No geral, a conjuntura democrática moçambicana tem vários condicionalismos a seu desfavor, a destacar a dependência económica, a fraqueza da sociedade civil e, a existência de partidos políticos que não representam alternativas reais para tomar o poder. Só para dar exemplo de uma gravidade, a questão (da existência de partido(s) armado(s) que desencadeia(m) conflitos) vincada por Ngoenha como sendo democracia militarizada e, acrescentando, ele mesmo advoga que essa democracia “institucionalizou o anormal: violência, fraudes, engano, mentira, a falsidade; introduziu medo, o que pode levar até a conflitos étnicos e regionais, facilitados pelas riquezas naturais descobertas”.

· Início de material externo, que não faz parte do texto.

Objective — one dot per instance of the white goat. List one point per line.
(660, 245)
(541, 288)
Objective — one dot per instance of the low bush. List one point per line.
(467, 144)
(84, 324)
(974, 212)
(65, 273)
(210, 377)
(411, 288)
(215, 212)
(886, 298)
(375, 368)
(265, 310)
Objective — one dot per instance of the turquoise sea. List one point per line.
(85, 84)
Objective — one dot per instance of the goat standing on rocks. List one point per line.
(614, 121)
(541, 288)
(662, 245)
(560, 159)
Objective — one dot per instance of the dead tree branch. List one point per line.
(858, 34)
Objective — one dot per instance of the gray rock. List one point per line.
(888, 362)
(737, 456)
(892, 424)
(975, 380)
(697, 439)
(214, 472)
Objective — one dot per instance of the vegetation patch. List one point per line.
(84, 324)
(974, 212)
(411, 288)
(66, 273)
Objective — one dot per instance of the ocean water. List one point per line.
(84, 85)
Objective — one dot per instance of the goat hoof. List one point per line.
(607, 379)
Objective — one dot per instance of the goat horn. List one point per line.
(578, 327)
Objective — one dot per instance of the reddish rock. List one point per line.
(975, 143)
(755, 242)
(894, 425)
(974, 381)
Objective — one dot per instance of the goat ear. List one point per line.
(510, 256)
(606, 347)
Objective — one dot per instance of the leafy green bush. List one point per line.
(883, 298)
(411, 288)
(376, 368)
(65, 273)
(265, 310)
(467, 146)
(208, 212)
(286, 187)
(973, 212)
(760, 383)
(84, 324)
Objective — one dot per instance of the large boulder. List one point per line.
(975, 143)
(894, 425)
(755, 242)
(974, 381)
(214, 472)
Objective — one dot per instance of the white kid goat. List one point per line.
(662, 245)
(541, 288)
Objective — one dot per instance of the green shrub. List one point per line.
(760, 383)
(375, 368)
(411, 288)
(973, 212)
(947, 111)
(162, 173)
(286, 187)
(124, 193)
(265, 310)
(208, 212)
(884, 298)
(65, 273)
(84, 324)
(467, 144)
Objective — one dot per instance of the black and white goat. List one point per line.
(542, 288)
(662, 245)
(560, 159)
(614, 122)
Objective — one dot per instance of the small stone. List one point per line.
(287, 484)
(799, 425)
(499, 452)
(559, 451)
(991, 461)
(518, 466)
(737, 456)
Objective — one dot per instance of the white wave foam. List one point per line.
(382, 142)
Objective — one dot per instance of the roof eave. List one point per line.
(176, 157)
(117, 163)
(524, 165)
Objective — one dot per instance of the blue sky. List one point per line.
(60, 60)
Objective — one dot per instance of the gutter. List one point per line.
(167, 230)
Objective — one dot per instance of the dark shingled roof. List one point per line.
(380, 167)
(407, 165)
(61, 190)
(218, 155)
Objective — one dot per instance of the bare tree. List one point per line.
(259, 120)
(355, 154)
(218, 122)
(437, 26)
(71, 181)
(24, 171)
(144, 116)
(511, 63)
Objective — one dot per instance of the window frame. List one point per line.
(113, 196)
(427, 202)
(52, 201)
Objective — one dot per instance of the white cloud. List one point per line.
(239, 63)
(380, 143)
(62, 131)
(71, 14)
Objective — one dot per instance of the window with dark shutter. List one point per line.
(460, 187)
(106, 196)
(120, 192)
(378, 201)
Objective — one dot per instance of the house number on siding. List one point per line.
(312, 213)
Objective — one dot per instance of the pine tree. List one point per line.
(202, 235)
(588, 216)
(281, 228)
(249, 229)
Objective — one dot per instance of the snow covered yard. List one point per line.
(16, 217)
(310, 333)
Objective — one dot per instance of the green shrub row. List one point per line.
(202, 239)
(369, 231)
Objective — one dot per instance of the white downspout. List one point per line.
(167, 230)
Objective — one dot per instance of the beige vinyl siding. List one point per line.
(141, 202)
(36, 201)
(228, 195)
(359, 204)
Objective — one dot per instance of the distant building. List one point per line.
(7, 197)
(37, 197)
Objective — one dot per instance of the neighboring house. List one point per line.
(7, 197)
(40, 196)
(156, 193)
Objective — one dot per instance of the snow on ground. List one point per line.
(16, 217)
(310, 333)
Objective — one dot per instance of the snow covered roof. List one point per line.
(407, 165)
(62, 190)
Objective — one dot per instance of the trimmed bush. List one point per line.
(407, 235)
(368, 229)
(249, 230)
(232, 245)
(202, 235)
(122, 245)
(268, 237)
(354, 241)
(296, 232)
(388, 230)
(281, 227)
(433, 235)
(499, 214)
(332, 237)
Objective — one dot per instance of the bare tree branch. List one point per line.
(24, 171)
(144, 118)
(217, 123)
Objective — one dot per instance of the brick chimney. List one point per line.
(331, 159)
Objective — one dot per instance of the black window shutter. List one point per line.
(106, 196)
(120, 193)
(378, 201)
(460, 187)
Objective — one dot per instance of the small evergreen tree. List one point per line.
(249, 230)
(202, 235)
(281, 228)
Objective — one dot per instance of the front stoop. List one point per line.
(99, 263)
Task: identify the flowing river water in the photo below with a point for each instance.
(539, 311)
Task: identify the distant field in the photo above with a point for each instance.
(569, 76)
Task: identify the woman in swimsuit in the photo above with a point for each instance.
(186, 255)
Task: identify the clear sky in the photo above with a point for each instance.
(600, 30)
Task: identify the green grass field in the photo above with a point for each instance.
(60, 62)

E o olhar impávido da sociedade civil provoca segundo Osório Conceição “por um lado a concepção do campo político como campo totalitário (…) e o seu afastamento das expectativas sociais”, por outro lado, “surgem no interior dos partidos grupos cujo discursos contém uma força de mobilização capaz de produzir tensões profundas”, razão pela qual, Ngoenha talvez tenha razão em defender que “temos que reformar o nosso sistema democrático, não de uma maneira cosmética nas pequenas coisas de conveniência. Trata-se de pensar num outro modelo de democracia”.

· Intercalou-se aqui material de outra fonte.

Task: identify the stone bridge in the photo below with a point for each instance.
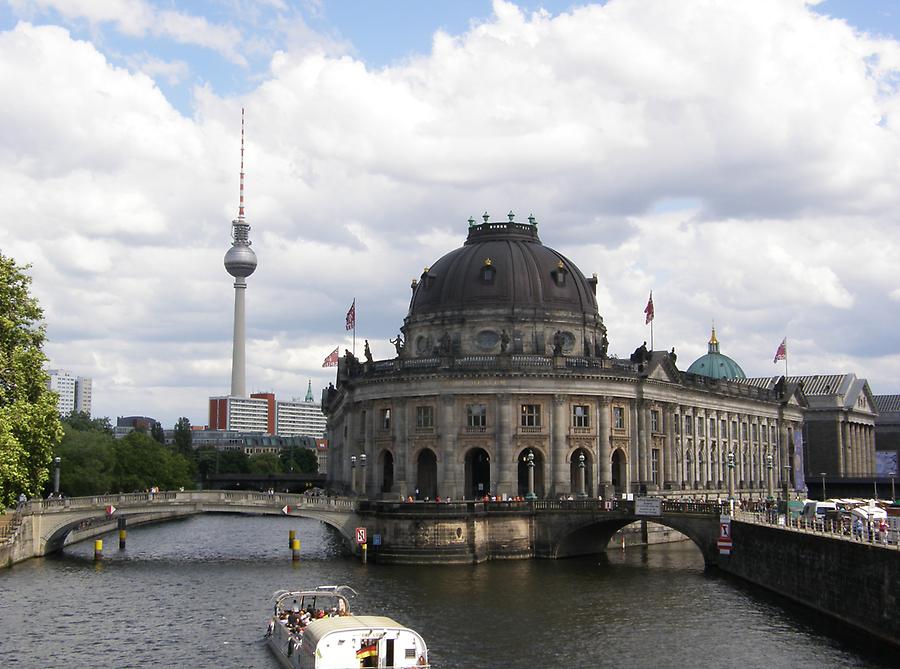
(45, 526)
(416, 532)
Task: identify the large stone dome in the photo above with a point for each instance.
(503, 283)
(715, 365)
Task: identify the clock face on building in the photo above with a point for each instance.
(487, 340)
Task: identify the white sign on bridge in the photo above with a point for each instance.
(648, 506)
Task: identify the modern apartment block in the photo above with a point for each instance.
(74, 391)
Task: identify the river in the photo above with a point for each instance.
(196, 593)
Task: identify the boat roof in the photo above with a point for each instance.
(318, 629)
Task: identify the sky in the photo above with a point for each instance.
(739, 159)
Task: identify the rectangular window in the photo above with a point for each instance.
(531, 415)
(619, 418)
(476, 416)
(581, 415)
(424, 418)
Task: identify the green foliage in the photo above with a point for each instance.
(142, 462)
(29, 423)
(79, 420)
(266, 463)
(301, 460)
(184, 438)
(157, 433)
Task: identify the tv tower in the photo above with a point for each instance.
(240, 261)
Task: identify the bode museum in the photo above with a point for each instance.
(502, 386)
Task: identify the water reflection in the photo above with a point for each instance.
(196, 593)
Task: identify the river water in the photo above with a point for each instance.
(196, 593)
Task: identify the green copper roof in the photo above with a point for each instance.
(716, 365)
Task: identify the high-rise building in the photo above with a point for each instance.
(74, 391)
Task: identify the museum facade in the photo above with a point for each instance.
(503, 386)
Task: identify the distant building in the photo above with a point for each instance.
(239, 414)
(887, 433)
(263, 413)
(839, 423)
(74, 391)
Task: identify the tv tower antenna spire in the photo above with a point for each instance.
(240, 262)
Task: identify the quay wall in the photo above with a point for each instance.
(854, 582)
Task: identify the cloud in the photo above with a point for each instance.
(740, 161)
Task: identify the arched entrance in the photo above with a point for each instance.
(426, 474)
(522, 488)
(619, 473)
(387, 471)
(575, 475)
(478, 473)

Em todo caso, numa observação mais optimista (do que realista); Moçambique, para os olhos do Italiano Norberto Bobbio, não estaria perdido, porque segundo ele “mesmo a democracia mais distante do modelo (ideal) não pode ser de modo algum confundida com um estado autocrático e menos ainda com um totalitário”. Além do mais, “no caso concreto de Moçambique, a ambiguidade existente entre o sistema democrático e a instabilidade da vida política e social potencializam a criação de espaços de liberdade e de inovação” isso quem diz é Conceição Osório, pois, (agora, eu é que acrescento) várias associações mesmo que timidamente tem potencializado várias formas de reivindicação e participação política através de meios de comunicação social e redes sociais. Mas, importa dizer que uma das alternativas para a superação dos desafios da democracia moçambicana que merece destaque e, talvez a mais coerente é colocada por Ngoenha e apregoa que tornar a democracia moçambicana mais forte seria “aproximar as instituições das pessoas (o que) significa também e sobretudo fortificá-las, independentizá-las, a fim de que o povo possa ver nelas autoridades e benefícios e, acreditar que existe um Estado independente dos aparatos e ao serviço da justiça”.

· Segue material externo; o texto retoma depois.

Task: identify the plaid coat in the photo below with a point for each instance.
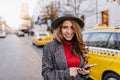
(54, 65)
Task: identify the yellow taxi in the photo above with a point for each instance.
(41, 38)
(104, 50)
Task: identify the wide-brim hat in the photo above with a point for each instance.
(67, 15)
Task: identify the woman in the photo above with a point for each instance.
(66, 57)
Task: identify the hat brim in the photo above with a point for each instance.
(57, 21)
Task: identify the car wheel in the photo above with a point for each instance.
(111, 76)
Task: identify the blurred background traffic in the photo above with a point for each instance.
(25, 27)
(37, 15)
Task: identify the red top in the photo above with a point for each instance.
(72, 60)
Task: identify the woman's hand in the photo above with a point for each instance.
(85, 70)
(73, 71)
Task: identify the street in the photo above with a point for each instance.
(19, 59)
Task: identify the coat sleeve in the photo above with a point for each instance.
(48, 70)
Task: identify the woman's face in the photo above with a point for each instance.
(67, 30)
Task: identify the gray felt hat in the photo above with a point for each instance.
(67, 15)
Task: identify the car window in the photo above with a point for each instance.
(99, 39)
(118, 38)
(85, 36)
(42, 34)
(112, 44)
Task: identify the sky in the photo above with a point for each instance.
(10, 10)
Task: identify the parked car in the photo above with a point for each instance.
(104, 50)
(20, 34)
(41, 38)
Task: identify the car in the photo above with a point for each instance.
(41, 38)
(104, 50)
(20, 34)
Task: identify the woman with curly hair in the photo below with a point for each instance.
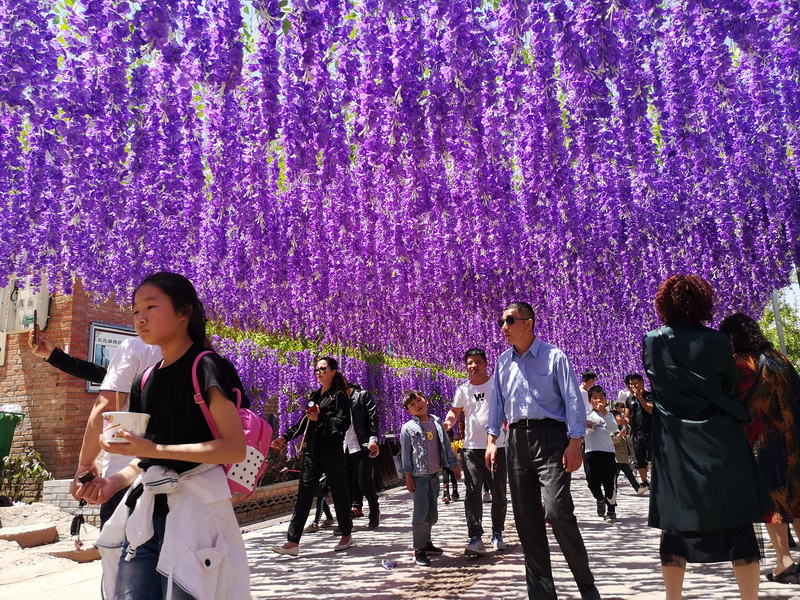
(705, 492)
(770, 388)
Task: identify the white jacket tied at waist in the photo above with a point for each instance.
(209, 562)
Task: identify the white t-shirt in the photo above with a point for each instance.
(475, 399)
(131, 358)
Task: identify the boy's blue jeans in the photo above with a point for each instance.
(426, 512)
(138, 579)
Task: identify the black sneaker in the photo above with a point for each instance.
(433, 550)
(421, 557)
(374, 519)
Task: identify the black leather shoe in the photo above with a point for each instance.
(374, 519)
(588, 591)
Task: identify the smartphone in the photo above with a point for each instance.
(86, 477)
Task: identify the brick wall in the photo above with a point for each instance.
(55, 405)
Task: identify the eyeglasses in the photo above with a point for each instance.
(510, 321)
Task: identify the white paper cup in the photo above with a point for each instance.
(114, 422)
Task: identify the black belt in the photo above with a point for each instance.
(535, 423)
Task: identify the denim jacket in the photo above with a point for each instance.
(413, 447)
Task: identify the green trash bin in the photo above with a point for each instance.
(8, 422)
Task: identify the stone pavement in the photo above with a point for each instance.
(624, 560)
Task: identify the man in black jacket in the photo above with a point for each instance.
(361, 445)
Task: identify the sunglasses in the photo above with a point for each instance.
(510, 321)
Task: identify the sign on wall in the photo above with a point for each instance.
(103, 343)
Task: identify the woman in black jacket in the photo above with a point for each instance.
(323, 427)
(706, 493)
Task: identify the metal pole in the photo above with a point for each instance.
(776, 311)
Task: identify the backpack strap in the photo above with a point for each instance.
(200, 401)
(145, 376)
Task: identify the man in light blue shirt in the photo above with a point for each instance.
(536, 391)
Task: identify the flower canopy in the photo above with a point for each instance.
(388, 174)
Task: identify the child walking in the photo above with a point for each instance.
(599, 461)
(176, 477)
(622, 449)
(424, 449)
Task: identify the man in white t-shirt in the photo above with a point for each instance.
(472, 399)
(131, 358)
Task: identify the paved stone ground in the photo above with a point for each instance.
(624, 560)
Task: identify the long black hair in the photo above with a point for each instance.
(184, 299)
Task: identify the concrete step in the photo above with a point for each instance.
(29, 536)
(66, 549)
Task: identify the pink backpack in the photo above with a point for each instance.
(243, 477)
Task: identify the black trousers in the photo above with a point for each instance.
(536, 476)
(328, 459)
(475, 476)
(359, 479)
(601, 476)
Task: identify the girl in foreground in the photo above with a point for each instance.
(177, 479)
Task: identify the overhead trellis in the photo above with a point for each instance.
(387, 174)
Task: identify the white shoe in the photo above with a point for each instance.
(293, 551)
(344, 545)
(475, 547)
(497, 541)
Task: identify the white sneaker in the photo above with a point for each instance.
(497, 541)
(475, 547)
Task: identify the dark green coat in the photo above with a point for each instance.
(704, 475)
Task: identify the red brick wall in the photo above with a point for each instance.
(55, 405)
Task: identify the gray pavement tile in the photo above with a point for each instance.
(624, 560)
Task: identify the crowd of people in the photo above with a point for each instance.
(715, 442)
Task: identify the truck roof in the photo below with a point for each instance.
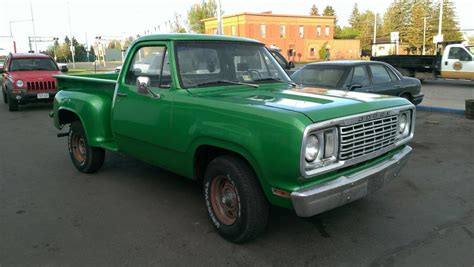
(194, 37)
(29, 55)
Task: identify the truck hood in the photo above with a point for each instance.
(33, 75)
(318, 104)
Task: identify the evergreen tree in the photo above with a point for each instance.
(314, 11)
(450, 26)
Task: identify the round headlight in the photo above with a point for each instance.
(312, 148)
(403, 124)
(19, 83)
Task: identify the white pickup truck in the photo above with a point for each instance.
(455, 63)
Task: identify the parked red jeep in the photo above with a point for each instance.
(28, 78)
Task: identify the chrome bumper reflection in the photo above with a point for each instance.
(345, 189)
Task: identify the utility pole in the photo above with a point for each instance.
(70, 32)
(424, 35)
(33, 22)
(375, 33)
(219, 18)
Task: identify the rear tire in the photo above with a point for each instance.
(234, 199)
(86, 159)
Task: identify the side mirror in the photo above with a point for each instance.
(143, 86)
(354, 86)
(290, 65)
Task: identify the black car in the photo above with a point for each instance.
(360, 76)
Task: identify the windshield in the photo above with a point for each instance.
(25, 64)
(325, 76)
(211, 63)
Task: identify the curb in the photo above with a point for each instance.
(441, 109)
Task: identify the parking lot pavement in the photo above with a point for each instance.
(447, 93)
(131, 213)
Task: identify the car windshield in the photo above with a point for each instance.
(205, 63)
(324, 75)
(26, 64)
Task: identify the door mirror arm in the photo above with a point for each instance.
(143, 86)
(354, 86)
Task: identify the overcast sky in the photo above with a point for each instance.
(116, 18)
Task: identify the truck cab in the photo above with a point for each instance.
(457, 62)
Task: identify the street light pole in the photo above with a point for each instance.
(33, 22)
(72, 48)
(424, 35)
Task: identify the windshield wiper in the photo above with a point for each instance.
(277, 80)
(226, 81)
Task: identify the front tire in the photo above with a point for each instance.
(234, 199)
(86, 159)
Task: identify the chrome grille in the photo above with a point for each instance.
(363, 138)
(41, 85)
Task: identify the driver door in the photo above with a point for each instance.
(141, 119)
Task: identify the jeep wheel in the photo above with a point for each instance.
(12, 105)
(86, 158)
(234, 199)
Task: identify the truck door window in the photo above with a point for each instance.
(459, 54)
(151, 62)
(360, 76)
(379, 74)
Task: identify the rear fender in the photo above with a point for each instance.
(92, 110)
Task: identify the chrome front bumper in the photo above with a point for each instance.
(345, 189)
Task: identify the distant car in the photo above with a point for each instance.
(359, 76)
(28, 78)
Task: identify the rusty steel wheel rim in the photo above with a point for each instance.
(224, 200)
(79, 147)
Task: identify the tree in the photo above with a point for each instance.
(198, 12)
(314, 11)
(450, 26)
(329, 11)
(175, 24)
(414, 31)
(345, 33)
(355, 17)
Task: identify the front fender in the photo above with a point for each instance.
(93, 110)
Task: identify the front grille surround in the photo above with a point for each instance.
(366, 137)
(41, 85)
(358, 145)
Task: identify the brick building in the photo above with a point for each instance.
(301, 36)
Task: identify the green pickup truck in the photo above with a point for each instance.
(222, 111)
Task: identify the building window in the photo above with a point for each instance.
(282, 31)
(301, 31)
(262, 30)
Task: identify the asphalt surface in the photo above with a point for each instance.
(451, 94)
(131, 213)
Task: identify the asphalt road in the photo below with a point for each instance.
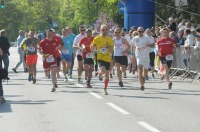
(75, 108)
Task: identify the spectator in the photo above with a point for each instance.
(181, 38)
(5, 46)
(173, 36)
(171, 24)
(20, 52)
(197, 46)
(187, 26)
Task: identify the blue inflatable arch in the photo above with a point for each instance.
(139, 13)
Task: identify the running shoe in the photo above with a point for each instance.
(88, 85)
(105, 92)
(100, 77)
(79, 79)
(121, 84)
(70, 76)
(152, 76)
(53, 89)
(2, 100)
(142, 88)
(14, 70)
(66, 79)
(162, 77)
(49, 76)
(170, 85)
(113, 71)
(34, 80)
(96, 73)
(29, 77)
(125, 75)
(146, 77)
(111, 76)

A maior verdade em tudo isso, está no facto de que, a maioria do que se exigem para que se faça, a constituição já prevê, aliás, a constituição moçambicana é uma das mais bem elaboradas em conformidade com os princípios democráticos, o que é necessário é implementar de facto o que está consagrado na Constituição da República. Talvez seja esse o maior desafio de todos.